Florida summer heat and humidity bring life to some unwanted things. Mold, mildew, bugs, and weeds are just a few. It isn’t wise to use the same sprayer to kill weeds, on plants to irradiate pests. So I have a couple sprayers to help me keep from killing what I want to live! After finding it, I filled the sprayer with an appropriate mixture, tried to pump it up but… NOTHIN’! It would not hold pressure. AHHHHHHHHHHHH!

Over time, the seals in sprayers can dry out or crack. This prohibits the sprayer from holding air pressure. A trick I learned years ago was to apply some oil to the offending seal, potentially stopping the leak. It worked!!! So after finding and fixing, I was free to finish the job I had started. Unfortunately, I carried along with me a big black mark on my soul and spirit! The pressure was building!

I have had too many let-downs like this lately. Stringing a bunch of them together, after a while, makes me feel ‘stupid.’ And ‘stupid’ is a satan word. The feeling it brings starts to take affect and eventually drys out my zeal for Jesus. When I feel unworthy because of too many failures, I begin to feel like I don’t deserve to reach out to my Savior. “WHY would He even WANT to come close to me… AGAIN!”

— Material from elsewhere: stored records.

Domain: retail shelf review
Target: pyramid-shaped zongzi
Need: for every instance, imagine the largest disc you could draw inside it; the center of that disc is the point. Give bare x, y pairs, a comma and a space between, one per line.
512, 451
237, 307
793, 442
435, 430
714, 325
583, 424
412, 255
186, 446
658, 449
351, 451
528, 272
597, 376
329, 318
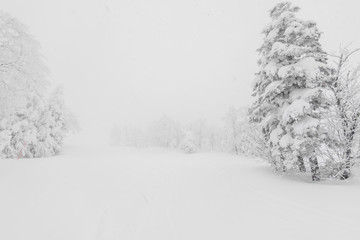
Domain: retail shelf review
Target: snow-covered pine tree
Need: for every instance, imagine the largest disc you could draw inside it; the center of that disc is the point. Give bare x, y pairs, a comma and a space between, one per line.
289, 90
342, 121
188, 143
54, 123
22, 71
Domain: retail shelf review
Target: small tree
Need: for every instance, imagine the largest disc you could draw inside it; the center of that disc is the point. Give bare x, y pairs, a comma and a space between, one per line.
342, 121
22, 71
188, 143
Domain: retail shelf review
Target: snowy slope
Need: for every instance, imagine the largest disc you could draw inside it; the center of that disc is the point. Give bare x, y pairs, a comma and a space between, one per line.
125, 193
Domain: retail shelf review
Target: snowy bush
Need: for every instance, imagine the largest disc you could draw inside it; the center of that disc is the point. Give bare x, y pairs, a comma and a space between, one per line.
188, 144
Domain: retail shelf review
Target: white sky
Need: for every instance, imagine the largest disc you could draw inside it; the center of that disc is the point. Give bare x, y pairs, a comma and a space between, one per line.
131, 61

A symbol for the Holy Spirit is ‘Oil.’ Today He reminded me that MY failures are NOT the biggest stumbling block to my faith. It is walking away from God believing He is UNABLE or UNWILLING to restore my life. This belief is poison to my soul! An attempt to kill my relationship with the love of my heart.

Praying and receiving the Oil of His Spirit restores and enables me to take the pressures of life, becoming an effective tool in the Master’s hand. I am reminded by Him that He NEVER considers saints to be stupid! He doesn’t like that ‘S’ word either!